19 octobre 2024

LE VOYAGE DES ÉLÉPHANTS / J.Libert

 



    L’œil de Pablo, photographe animalier, observe la photo de l’éléphant aux couleurs chatoyantes qui trône sur le mur de son salon. Elle lui rappelle ce qu’il distinguait, il y a encore quelques semaines, à travers la lunette de son objectif, là bas, sur les dunes de sable cuivré Africaines.
 
    On était à l’heure de la sieste. Tous les animaux sauvages dormaient, épuisés de chaleur. Dans l’air  épais et brûlant, aucun oiseau ne trouait l’espace de peur de flamber en plein vol.
 
    Mais, tandis que la vie se retirait sur les crêtes rougeoyantes,les éléphants, regroupés en nombre important, dessinaient une immense tache noire dont les contours se formaient et se déformaient imperceptiblement au gré de leurs avancées.
 
    Lents et pacifiques, massifs, puissants, ils creusaient, derrière eux, un sillon sablonneux effacé par le moule de leurs pieds larges et lourds.
 
    Pablo regardait à travers sa lunette, tout au loin, à l’horizon, évoluer cette ligne sombre et il put bientôt distinguer toute la hiérarchie des pachydermes. Tous ne progressaient pas au même rythme. Souvent, les éléphanteaux se perdaient entre les pattes de leurs aînés ou s’attardaient un peu trop longtemps près des arbrisseaux plein de senteurs nouvelles au risque de devenir la proie facile de félins chasseurs en quête de nourriture.
 
    À cette heure, ils avaient soif et se dirigeaient de concert vers le fleuve.Avec leur longue trompe souple, les éléphants aspiraient l’eau et la rejetaient en jet puissant sur leur dos poussiéreux.
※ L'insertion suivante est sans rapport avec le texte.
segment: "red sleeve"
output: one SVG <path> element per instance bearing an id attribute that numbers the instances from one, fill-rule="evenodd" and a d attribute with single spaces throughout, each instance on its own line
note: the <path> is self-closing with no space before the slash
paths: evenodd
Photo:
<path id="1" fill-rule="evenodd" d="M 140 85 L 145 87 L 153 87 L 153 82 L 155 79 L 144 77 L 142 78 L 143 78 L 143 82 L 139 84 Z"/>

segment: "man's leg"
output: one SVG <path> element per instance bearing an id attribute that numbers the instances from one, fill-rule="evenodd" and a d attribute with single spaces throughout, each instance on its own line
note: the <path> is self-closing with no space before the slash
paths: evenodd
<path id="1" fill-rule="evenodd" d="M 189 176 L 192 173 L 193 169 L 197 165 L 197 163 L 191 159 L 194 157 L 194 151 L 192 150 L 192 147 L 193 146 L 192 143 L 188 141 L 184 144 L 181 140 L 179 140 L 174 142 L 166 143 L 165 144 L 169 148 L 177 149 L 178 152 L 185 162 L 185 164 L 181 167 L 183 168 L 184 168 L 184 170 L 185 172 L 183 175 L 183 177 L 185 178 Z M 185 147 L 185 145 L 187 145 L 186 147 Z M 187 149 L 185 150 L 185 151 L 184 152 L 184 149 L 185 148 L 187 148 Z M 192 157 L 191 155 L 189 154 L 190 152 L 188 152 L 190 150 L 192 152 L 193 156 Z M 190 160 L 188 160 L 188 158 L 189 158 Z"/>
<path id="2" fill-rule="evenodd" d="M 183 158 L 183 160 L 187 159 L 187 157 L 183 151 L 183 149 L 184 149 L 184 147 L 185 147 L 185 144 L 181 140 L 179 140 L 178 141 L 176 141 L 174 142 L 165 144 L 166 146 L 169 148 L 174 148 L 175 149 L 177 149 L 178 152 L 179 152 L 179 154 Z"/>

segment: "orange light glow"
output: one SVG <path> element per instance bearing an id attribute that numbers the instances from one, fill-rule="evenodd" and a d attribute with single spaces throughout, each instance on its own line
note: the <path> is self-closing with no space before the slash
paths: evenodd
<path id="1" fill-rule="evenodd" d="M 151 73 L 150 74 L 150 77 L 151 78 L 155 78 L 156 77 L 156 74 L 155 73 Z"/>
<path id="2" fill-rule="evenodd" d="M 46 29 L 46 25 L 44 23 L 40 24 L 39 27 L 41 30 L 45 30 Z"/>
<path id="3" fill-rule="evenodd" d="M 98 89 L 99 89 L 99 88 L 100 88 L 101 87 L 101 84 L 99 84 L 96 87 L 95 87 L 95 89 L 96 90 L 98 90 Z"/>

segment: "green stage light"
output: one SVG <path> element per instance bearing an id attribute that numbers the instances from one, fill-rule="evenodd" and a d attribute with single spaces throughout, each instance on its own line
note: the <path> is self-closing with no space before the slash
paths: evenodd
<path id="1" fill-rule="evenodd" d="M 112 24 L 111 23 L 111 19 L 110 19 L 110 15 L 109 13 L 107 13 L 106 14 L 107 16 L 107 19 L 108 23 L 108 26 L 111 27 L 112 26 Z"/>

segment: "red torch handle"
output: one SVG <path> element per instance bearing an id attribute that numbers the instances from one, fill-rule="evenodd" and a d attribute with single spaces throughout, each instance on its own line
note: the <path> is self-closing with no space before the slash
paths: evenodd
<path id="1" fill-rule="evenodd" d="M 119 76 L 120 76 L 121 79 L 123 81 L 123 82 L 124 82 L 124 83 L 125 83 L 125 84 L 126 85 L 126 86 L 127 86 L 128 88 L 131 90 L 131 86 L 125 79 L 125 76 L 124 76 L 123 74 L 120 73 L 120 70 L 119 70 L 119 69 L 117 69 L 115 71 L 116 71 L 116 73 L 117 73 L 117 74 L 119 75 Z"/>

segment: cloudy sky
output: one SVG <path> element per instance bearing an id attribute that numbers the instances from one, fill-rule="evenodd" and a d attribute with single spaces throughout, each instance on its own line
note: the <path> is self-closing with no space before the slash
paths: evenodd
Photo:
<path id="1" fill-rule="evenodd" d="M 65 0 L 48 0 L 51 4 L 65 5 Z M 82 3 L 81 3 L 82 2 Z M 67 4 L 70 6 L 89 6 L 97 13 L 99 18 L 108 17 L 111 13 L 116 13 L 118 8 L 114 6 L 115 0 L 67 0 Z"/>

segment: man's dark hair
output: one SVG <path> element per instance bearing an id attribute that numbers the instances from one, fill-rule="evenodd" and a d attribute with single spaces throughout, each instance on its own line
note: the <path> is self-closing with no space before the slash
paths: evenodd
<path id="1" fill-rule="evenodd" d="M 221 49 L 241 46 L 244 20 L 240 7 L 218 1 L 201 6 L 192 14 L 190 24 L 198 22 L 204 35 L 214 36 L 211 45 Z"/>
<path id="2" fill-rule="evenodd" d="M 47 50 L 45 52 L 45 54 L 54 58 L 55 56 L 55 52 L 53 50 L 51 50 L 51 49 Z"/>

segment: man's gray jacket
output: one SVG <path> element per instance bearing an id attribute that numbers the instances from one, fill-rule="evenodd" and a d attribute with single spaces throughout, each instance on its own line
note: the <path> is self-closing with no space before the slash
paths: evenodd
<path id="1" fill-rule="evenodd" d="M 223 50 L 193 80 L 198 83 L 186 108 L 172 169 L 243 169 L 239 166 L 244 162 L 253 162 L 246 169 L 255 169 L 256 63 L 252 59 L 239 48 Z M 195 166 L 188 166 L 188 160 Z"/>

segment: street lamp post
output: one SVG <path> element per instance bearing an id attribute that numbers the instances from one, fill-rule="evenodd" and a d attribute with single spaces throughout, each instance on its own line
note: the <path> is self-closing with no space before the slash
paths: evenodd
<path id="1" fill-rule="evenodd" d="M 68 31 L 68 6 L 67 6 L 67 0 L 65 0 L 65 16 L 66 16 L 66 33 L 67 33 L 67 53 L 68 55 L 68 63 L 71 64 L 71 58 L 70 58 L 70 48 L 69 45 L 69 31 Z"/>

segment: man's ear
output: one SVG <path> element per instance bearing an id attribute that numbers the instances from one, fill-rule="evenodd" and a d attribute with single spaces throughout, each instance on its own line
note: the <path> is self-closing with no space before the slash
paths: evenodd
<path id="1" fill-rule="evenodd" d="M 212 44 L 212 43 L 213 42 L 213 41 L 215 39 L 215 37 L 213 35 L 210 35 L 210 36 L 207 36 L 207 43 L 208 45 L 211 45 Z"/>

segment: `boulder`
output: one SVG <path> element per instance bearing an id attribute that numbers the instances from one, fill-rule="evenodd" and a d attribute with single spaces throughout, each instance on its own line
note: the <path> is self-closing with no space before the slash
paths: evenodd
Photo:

Leurs petits yeux s’animaient, surveillant les alentours, protégés par leurs larges oreilles en éventail. La toilette terminée, certains en barrissaient d’aise.
 
    Puis, infatigables, ils reprenaient leur marche, en file indienne, vers leur pays natal, là où les attendaient des forêts de fruits mûrs et les eaux fraîches des glaciers.
 
   Et tandis que l’imposant troupeau se noyait à l’horizon, les dunes de sable flamboyaient au soleil couchant.